Remember that old cairo-demo. These days twirling text can actually be edited in real-time:

The same clip on YouTube.

This is a follow up on “Messing around with the GPU and cairo”.

Since the sneak glimpse of my first steps with “cairo on the GPU” did not happen during the last plenary session at UDS last week (due to projector-synchronization issues), I present a screencast instead:

This is only spare-time work and nothing official (read: not my day-time job). So please don’t expect to be running inkscape all hardware-accelerated by next month or anything similar. Nevertheless, getting all of cairo’s rendering (compositing and rasterization) on the GPU, thus fully hardware-accelerating inkscape is one of my main motivations for doing this.

There are several approaches to solve this. One could map pixman/render semantics (”traps-only”) to the GPU in shader-code, implement the Loop/Blinn paper “Resolution Independent Curve Rendering using Programmable Graphics Hardware” or use the stencil-buffer method described in the OpenGL red book (p. 580).

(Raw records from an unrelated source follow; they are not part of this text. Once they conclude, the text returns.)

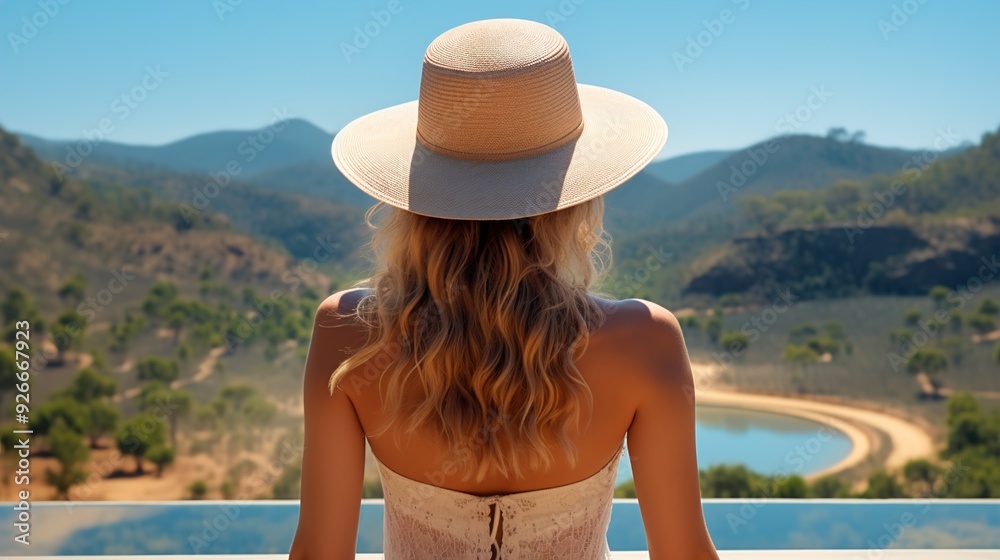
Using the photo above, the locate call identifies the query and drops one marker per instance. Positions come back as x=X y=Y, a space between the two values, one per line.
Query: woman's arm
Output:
x=333 y=457
x=661 y=444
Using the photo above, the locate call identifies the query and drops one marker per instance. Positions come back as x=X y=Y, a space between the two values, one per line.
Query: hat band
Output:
x=502 y=156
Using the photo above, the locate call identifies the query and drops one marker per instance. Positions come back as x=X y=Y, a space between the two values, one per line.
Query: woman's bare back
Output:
x=637 y=368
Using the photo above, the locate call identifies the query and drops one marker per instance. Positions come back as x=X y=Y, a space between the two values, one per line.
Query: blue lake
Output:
x=258 y=527
x=765 y=442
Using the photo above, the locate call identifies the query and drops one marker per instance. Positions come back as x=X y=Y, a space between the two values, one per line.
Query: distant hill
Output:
x=321 y=180
x=682 y=168
x=51 y=228
x=285 y=143
x=940 y=227
x=782 y=163
x=300 y=225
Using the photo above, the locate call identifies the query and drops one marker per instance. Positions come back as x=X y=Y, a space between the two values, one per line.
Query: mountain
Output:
x=52 y=227
x=681 y=168
x=321 y=180
x=901 y=234
x=781 y=163
x=303 y=226
x=280 y=144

At the moment I am pursuing a combination of method 2 and 3 like MDK once did but never was able to make public.

The biggest problem to solve right now is high-quality anitaliasing along curve edges.

Skipping the rasterization of cairo and just walking the path I get from some pango-cairo drawn text and doing the actual rendering with OpenGL (some fragment-assembly) I get:

A lot is still missing (cubic curves, in-triangle antialising, actual integration as real cairo-backend). Due to some issues with the stencil-buffer on i945 (using UXA/DRI2) the screenshot does not show filled convex polygons (green). Also I need to take a look at the approach used in the cairo-drm branch intel (Eric and Chris) is working on.